In response to a growing market for people wanting better cameras at a lower cost, the camera industry began producing a new line-up of cameras we're calling "advanced point-and-shoot." These cameras typically do not have removable lenses, and are not SLRs in the definition of the term (there is no reflex mirror,) however they include many of the benefits of an SLR including better zoom, higher quality glass lenses, and usually more control over the exposure. These cameras are great for amateur photographers, or people who are serious about photography but know little about the components of exposure. Here are some features of these camera types:
- Camera uses many automatic functions to make it easy to use for even the most basic user
- Even though it has basic automatic features, controls remain highly customizable and include advanced features
- Lenses are generally higher quality than regular point-and-shoots and have better zoom capabilities
- These cameras have video capabilities which most SLRs do not have
- Drawbacks include long delays and lag time when taking pictures
- Zoom it still not as good as being able to switch lenses like an SLR
Again, with this level of camera, there are many options to choose from – even more so than in the SLR category – however from the models we have tested, we believe the two best brands out there in terms of quality and ease of use are Canon and Nikon.
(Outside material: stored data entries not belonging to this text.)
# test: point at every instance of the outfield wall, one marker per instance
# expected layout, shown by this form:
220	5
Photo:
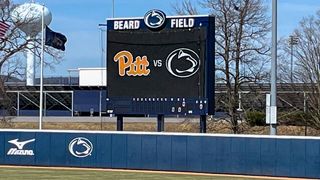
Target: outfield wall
235	154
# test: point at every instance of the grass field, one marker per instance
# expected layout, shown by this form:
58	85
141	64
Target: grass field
16	173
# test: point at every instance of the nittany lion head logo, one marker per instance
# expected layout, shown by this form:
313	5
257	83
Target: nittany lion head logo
155	19
183	62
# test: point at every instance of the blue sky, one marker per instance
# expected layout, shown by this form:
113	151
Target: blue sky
79	19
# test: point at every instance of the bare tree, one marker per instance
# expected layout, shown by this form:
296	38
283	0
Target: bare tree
307	65
12	47
242	45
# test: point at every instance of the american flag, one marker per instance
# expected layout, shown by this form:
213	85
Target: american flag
3	29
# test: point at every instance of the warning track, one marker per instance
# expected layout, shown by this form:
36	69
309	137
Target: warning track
149	171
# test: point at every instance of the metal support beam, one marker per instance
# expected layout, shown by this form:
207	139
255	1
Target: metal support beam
273	93
203	124
119	123
160	122
18	104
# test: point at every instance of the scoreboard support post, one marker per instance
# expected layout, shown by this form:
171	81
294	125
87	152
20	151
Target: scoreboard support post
160	122
203	124
119	122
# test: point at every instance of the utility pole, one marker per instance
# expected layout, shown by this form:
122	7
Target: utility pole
293	40
273	94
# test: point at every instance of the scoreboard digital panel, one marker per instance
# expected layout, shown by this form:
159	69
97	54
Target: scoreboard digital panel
160	65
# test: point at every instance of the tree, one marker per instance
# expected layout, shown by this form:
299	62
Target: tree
307	65
242	45
12	47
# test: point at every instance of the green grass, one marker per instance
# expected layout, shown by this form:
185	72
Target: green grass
15	173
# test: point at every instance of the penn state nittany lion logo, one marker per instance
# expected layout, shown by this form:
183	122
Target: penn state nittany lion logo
154	19
183	62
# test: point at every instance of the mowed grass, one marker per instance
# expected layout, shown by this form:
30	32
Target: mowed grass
16	173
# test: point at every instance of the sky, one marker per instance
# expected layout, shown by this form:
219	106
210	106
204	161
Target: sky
78	20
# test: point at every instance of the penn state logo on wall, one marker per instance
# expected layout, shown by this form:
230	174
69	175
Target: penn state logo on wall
183	62
155	19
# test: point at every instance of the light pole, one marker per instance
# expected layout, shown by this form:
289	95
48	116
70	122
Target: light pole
293	40
273	93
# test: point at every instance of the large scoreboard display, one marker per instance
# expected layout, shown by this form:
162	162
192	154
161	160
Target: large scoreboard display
160	65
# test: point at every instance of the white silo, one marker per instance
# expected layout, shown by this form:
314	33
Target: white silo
28	18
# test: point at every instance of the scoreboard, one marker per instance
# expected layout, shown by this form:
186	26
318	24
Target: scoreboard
160	65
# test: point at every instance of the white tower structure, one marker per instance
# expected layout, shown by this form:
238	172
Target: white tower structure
28	18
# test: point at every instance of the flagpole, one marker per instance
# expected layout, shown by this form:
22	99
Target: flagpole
41	68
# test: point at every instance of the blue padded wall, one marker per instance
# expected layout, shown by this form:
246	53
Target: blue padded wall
252	155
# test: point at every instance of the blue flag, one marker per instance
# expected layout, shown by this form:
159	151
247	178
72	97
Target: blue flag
54	39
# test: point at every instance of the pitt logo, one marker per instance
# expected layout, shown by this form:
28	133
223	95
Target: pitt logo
128	67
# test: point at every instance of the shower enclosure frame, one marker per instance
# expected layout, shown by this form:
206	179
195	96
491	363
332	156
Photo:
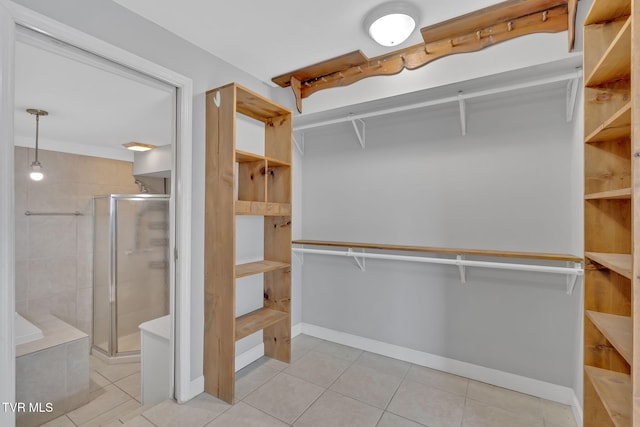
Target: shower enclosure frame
112	353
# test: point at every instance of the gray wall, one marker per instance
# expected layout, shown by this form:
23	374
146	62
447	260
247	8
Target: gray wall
114	24
507	185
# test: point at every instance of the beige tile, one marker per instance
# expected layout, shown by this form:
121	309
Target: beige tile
49	276
112	415
367	385
385	365
118	371
77	373
197	412
22	281
138	421
427	405
319	368
97	381
392	420
439	379
557	414
243	415
477	414
301	345
62	421
285	397
338	350
52	236
508	400
333	409
130	385
251	377
133	414
275	364
101	402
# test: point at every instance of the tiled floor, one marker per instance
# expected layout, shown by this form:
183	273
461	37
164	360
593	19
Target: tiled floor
327	385
115	393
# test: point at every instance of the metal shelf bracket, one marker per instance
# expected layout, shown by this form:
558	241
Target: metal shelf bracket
572	278
359	127
572	96
463	113
461	268
358	259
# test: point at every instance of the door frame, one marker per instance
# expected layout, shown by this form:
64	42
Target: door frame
14	15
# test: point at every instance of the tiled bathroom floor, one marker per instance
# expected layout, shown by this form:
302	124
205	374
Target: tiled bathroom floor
326	385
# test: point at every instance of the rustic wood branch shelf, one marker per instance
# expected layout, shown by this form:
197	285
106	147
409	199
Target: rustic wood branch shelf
468	33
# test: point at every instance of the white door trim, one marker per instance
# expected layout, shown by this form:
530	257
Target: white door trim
7	222
181	184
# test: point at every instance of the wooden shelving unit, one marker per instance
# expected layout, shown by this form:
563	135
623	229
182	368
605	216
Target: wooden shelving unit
243	183
611	355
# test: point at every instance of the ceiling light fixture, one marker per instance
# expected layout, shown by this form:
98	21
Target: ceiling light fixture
36	168
138	146
390	24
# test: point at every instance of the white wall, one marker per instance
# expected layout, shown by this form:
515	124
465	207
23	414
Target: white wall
508	185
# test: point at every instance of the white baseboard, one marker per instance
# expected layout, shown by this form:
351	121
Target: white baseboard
545	390
249	356
296	330
196	387
577	410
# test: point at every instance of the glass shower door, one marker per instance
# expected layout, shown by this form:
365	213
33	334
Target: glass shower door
142	270
101	275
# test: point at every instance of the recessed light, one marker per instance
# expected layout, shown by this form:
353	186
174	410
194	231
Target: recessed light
390	24
138	146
|Models and approximate prices (as of March 2009)|
|PowerShot SX1 ~ $600PowerShot G10 ~ $450PowerShot SX10 ~ $400||CoolPix P6000 ~ $600CoolPix P90 ~ $400CoolPix P80 ~ $350|
If you do not intend to go with Canon or Nikon, we recommend going with brands that have historically produced cameras, like Canon, Nikon, Olympus, Leica. We also recommend Panasonic and Sony, which have traditionally built video cameras and are standards in the broadcast industry. We suggest avoiding Casio, Fujifilm, Kodak and other camera brands that have not traditionally built cameras before.